『天啓6・女神の信徒と竜王の臣下』


 文字通り敵の胃袋に飛び込んだ彼らの陣営は既に不利を強いられている。

 己が力に絶対の自信があった閃光竜チェレンや何も考えず飛び出した破岩竜ラクエスなどはその優位性を一切発揮出来ずにいたが、他の竜達は違う。

 ティマリアは溶岩で埋め尽くされたマグマの領域で敵を待ち構え、メティエールは多種多様な毒物が絶えず噴き出る地獄のような毒林の『胃袋』で侵入者を迎撃していた。現在それらと交戦中の二名も苦戦は必至だ。

 そして此処は大きな水源からいくつもの滝が流れ落ちるのが遠目に見える渓流のほとり。
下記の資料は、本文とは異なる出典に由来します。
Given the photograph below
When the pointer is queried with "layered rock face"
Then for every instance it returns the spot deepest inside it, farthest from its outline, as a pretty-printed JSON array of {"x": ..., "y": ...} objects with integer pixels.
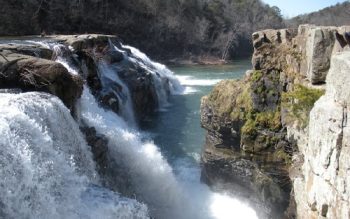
[
  {"x": 31, "y": 67},
  {"x": 257, "y": 127},
  {"x": 322, "y": 190}
]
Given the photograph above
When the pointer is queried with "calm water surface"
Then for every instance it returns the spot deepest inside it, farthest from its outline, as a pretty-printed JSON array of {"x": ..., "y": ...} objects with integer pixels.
[{"x": 177, "y": 130}]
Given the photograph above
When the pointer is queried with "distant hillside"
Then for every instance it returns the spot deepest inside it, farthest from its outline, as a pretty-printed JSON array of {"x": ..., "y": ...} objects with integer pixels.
[
  {"x": 164, "y": 29},
  {"x": 336, "y": 15}
]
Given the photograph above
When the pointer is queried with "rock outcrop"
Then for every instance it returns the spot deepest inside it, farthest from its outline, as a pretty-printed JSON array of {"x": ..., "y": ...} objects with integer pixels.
[
  {"x": 29, "y": 73},
  {"x": 322, "y": 189},
  {"x": 256, "y": 134}
]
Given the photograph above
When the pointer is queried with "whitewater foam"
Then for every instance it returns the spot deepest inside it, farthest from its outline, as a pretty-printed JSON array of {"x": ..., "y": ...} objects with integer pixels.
[{"x": 46, "y": 167}]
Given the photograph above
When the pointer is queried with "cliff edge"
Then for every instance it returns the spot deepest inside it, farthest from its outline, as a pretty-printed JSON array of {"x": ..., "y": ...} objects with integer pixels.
[{"x": 260, "y": 133}]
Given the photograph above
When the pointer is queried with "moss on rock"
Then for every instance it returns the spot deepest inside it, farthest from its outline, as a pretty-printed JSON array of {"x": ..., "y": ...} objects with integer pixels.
[{"x": 298, "y": 104}]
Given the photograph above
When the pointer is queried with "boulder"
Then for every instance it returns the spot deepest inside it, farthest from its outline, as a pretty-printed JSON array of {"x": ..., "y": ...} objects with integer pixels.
[{"x": 35, "y": 74}]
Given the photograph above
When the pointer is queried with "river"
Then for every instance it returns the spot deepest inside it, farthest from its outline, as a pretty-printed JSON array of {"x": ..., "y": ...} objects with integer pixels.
[{"x": 176, "y": 130}]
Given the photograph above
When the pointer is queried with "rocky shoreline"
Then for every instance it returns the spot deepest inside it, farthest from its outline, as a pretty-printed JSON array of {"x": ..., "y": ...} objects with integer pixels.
[
  {"x": 34, "y": 64},
  {"x": 259, "y": 131}
]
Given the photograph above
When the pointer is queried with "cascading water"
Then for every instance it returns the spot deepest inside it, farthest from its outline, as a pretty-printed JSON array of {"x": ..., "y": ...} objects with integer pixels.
[
  {"x": 152, "y": 178},
  {"x": 164, "y": 79},
  {"x": 46, "y": 167},
  {"x": 69, "y": 187},
  {"x": 107, "y": 75}
]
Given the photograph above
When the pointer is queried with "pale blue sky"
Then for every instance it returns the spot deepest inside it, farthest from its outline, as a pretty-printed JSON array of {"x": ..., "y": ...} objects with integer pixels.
[{"x": 292, "y": 8}]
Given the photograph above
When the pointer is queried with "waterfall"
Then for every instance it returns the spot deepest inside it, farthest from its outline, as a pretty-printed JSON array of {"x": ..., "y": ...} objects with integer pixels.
[
  {"x": 55, "y": 174},
  {"x": 46, "y": 167},
  {"x": 107, "y": 75},
  {"x": 165, "y": 81}
]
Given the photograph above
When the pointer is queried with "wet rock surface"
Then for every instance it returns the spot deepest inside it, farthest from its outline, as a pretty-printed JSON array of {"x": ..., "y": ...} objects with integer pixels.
[{"x": 36, "y": 74}]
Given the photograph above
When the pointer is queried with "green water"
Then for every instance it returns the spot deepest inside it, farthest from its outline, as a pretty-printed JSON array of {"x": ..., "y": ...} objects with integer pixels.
[{"x": 177, "y": 131}]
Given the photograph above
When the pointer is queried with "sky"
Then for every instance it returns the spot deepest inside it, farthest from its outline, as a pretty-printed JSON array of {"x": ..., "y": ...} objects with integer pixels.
[{"x": 291, "y": 8}]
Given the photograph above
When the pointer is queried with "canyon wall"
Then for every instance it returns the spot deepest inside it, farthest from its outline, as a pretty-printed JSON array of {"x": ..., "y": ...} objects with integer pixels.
[{"x": 260, "y": 133}]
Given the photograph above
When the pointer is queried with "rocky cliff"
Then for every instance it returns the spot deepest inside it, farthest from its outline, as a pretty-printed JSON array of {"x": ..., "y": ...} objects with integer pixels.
[
  {"x": 193, "y": 30},
  {"x": 64, "y": 65},
  {"x": 259, "y": 129}
]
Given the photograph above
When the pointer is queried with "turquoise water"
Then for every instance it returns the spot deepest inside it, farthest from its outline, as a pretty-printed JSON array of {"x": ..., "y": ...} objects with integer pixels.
[{"x": 177, "y": 131}]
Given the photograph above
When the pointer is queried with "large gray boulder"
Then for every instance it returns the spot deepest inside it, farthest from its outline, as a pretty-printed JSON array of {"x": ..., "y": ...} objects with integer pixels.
[{"x": 36, "y": 74}]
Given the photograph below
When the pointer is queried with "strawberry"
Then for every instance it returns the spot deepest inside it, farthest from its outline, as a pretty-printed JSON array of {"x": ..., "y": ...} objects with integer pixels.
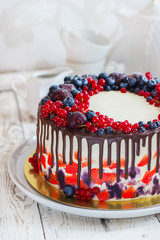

「ほんとは私も誰かと一緒に行きたかったんですが、チェレンくんはいつの間にかいなくなってたし、ラクエスも大声出しながらどっか行っちゃいましたし」


 修道服の裾を濡らしてバシャバシャと歩くシスターが、進行方向の先に立つ竜を静かに見据える。

「ティマリアは火竜だから私の力とは相性悪くてあんまり組むメリットないし、メティエールちゃんは毒竜として全力出すなら私の協力はむしろ邪魔になっちゃうもの。そしたらほら、私もひとりぼっちで戦うしかなくなってしまいました。嫌ですね、私あんまり強くないのに」

 頬に手を当てておっとりと話すのは水色の髪を持つ女性。ミニワンピースの上に羽織った白衣を揺らして、彼女は困ったように小さく吐息を漏らす。

 取り合わず、シスターエレミアはクレイモアを引き抜いた。

「退くならば追いません。そうでないなら斬り捨てます。世界に仇成す竜王の一派に女神の慈悲はありえません」

「あら怖い。でも必要ありませんよ、神の慈悲など」

 その微笑みに感情は無い。もとより竜に非ず生命に向ける情すらこの女は持ち合わせていなかった。

「この世界は竜王様のもの。主が戻ったのに、何故新参の女神などに媚びへつらうことがありましょう?世は須らく竜のもの。あなた達のような下等生物が息をしていていいはずがありません」

 敬愛すべき神を貶され、人の尊厳すら否定され。

 普段から感情豊かに表情をころころと変えていたエレミアの顔は今、一切の容赦を消し去った無と化していた。

 クレイモアの切っ先を向けるのと、竜の口が大きく開いたのは同時だった。

 刃の先から魔力によって練り上げられた光の砲撃が飛び出し、それに対抗する高水圧のブレスが衝突する。

 拮抗は数秒、相殺もまた同時。渓流の水が高く飛沫上がり、エレミアが聖別されたブーツの性能によって爆速で飛び出す。飛沫が収まる頃、視界の先にいた女性は竜化を終えていた。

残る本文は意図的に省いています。